The business was based on a single truck, a Bedford J1, and Philip ran it alone (“Working daylight to dark every day,” he recalls) for a couple of years before buying another truck and employing a local man, Paul Connell, who had been working in an engineering shop but was looking for something different. Forty-three years on, Paul is still with Wareings, and still an integral member of the team.

The next acquisition – a lime spreading business – was not long after, in 1981...with some prompting from the vendor. Four trucks, a Dodge, a Commer and a couple of J1 Bedfords came with the deal.

Meanwhile, the original J1s from the spraying business had been replaced by a pair of new ones, but with their factory six-cylinder engines swapped for Holden 308 V8s by Smallbone Motors in Ashburton. “The V8s slotted in perfectly with very little modification,” recalls Philip. “We called them the fastest Bedfords in the West!”

Grunty V8s were very much the vehicle of choice for a while, with the spraying fleet having been upgraded to Ford F250s. That came to an abrupt end with spiralling fuel costs, he says: “I remember we had a job quite a distance away, on a farm down near the coast. One day we used one of the petrol F250s, and the next day a little Isuzu diesel that had been added to the fleet. The difference in fuel costs was around $100!”

During those early years Philip became friendly with, and was guided by, Tinwald transport operator Trevor Wilson. Wilson died of cancer in 1991, but had expressed a wish that his company carry on as a charitable trust. One was set up with Philip as chairman. Over the years the trust has disbursed $6 million to Presbyterian Support and St John’s Ambulance, Wilson’s nominated charities. In 2018 Wareings bought the operational assets of Wilson Bulk Transport, with the trust still owning the buildings.

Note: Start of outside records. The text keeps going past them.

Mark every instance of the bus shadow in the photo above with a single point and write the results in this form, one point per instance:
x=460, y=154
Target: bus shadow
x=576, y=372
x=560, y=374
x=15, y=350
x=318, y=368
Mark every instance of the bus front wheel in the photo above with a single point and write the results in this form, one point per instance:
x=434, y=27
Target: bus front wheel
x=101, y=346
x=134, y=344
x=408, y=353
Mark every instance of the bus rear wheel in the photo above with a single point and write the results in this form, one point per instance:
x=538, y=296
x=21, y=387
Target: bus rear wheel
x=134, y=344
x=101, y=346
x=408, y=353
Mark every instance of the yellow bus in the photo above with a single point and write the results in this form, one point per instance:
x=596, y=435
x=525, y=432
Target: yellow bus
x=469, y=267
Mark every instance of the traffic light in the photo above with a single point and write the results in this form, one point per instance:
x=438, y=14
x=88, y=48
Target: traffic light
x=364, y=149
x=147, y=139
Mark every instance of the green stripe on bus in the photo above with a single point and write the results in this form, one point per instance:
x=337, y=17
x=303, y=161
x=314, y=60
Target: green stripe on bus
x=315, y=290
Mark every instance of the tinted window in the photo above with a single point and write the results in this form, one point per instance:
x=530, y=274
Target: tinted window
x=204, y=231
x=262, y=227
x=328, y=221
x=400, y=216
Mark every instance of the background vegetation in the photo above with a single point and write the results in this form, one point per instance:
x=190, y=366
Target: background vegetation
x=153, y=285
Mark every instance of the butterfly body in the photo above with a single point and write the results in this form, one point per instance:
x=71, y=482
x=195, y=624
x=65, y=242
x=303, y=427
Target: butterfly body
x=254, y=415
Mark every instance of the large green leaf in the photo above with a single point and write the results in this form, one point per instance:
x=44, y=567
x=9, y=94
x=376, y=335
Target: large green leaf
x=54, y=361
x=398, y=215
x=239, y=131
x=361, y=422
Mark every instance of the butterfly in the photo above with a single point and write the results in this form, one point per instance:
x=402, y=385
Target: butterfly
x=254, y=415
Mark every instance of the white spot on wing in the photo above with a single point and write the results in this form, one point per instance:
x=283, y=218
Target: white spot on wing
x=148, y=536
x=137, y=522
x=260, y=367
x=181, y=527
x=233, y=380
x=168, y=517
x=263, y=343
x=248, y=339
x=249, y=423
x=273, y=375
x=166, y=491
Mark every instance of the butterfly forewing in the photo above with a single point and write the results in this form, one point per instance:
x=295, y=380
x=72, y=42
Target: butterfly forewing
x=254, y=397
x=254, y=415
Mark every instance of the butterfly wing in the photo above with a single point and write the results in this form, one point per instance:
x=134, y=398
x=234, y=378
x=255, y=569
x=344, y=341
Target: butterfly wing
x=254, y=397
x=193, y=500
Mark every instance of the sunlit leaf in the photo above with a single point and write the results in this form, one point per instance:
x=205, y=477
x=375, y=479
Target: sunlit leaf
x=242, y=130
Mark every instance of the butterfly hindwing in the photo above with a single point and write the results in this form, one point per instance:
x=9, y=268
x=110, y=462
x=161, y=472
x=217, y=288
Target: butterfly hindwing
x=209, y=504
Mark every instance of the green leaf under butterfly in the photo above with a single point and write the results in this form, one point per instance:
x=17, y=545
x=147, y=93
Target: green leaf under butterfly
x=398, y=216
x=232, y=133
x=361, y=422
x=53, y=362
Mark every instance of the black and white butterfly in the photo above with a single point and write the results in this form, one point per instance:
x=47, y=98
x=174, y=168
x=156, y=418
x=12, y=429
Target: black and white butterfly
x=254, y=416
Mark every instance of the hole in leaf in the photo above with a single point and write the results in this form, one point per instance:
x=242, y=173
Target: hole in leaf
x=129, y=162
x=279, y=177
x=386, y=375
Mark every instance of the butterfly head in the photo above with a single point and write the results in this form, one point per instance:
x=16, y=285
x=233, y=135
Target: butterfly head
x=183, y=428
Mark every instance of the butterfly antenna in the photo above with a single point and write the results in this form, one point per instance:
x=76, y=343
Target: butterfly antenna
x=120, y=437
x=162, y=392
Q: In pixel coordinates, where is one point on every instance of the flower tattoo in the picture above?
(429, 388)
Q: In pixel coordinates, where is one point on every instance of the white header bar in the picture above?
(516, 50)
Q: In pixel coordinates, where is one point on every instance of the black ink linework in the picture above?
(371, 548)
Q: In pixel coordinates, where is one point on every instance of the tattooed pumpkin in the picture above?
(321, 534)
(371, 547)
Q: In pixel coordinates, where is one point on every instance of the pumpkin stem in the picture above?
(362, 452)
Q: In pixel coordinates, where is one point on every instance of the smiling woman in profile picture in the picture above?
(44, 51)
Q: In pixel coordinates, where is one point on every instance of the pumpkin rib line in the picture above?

Wareings was a founding shareholder in Rural Transport, set up in 2004 after Owens closed its rural transport arm, and has subsequently bought out the other partners. NZ Express and Trans West were bought in 2006 and 2011 respectively.

Since arriving in Methven 46 years ago, the Wareings have worked tirelessly for the community. Philip was chairman of the community board for two terms, and was awarded membership of the NZ Order of Merit for his services to the town.

He has also been active for many years in trucking association affairs, and was chairman of the Ashburton branch of the RTA Region 4 until it was amalgamated with Christchurch.

Though showing little signs of easing up on a multitude of business and farming interests, he has happily turned over executive control of the company to a new generation. Elder son Mark is general manager of Rural, his brother Simon manages Wareing’s Transport, while their sister Rachel is Group HR manager.

Philip sees tight labour as the ongoing challenge facing the transport industry, but is still confident of its future: “I think it’s the same as it has always been, you sit around and have a few beers with your competitors, but the next day you’re out battling for the work that’s on offer. And that’s not such a bad thing.”

Looking back, he has only a couple of (quite mild) regrets: “I always wanted to be an All Black, (I played on the wing for Canterbury Country through the age grades) and to learn to fly, but didn’t make either.”